All categorical variables have to be entered into the regression as a dummy variable. Each dummy variable represents one category of the independent variable and it is coded as 1 if the case falls into that category and 0 if the case does not. So, we have to create one dummy variable for each of the categories.

**Step:**check if there are any values to exclude from the database (Check the Frequency table – in case there are any in the Variable View window put the values to System missing)**Step:**Recode every single category into a dummy variable (1-if it falls in the case, 0 – if it does not)**Step:**Select one category as a baseline category, the category against which we will compare all the other categories. The baseline category does not have to be included in the regression. Basically, this means that we compare all the other categories to the baseline category. Either one of them can be set as a basecase / baseline / omitted category.**Step:**To perform the Simple Linear Regression go to Analyze – Regression – Linear. Include the dependendent variable and all the independent variables,**except the baseline/omitted category.**So, the number of the dummy variables included in the regression is always one less than the number of categories.- Step: Click Paste, run the command.
- Step: Interpret the tables in the Output.

## How to interpret the values?

First of all check the p value (Sig.). If this is above 0,05 then we say that the results are not statistically significant. This means that the results that we see are very likely that they have only occured by chance, thus we do not need to interpret the results furthure.

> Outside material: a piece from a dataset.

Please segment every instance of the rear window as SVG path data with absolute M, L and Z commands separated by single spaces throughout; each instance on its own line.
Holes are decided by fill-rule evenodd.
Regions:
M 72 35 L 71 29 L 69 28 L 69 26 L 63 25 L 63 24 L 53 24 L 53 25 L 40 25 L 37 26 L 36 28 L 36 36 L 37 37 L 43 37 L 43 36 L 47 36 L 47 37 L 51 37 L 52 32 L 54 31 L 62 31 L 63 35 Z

**b0**(the constant): gives the average level of the dependent variable for the omitted category, which is the category coded with 0 on**all**dummy variables. This becomes the reference point with which all other categories are compared.- The other
**coefficients**represent the difference in the average level of the dependent variable between the category coded with 1 on one particular dummy variable and the omitted category.- b1: the difference between the mean for the category coded as 1 in this independent variable and the mean for the omitted category
- b2: the difference between the mean for the category coded as 1 in this independent variable and the mean for the omitted category
- b3: the difference between the mean for this category (coded with 1) and the mean for the omitted category.
- In case there is b4, b5, b6 the same logic applies.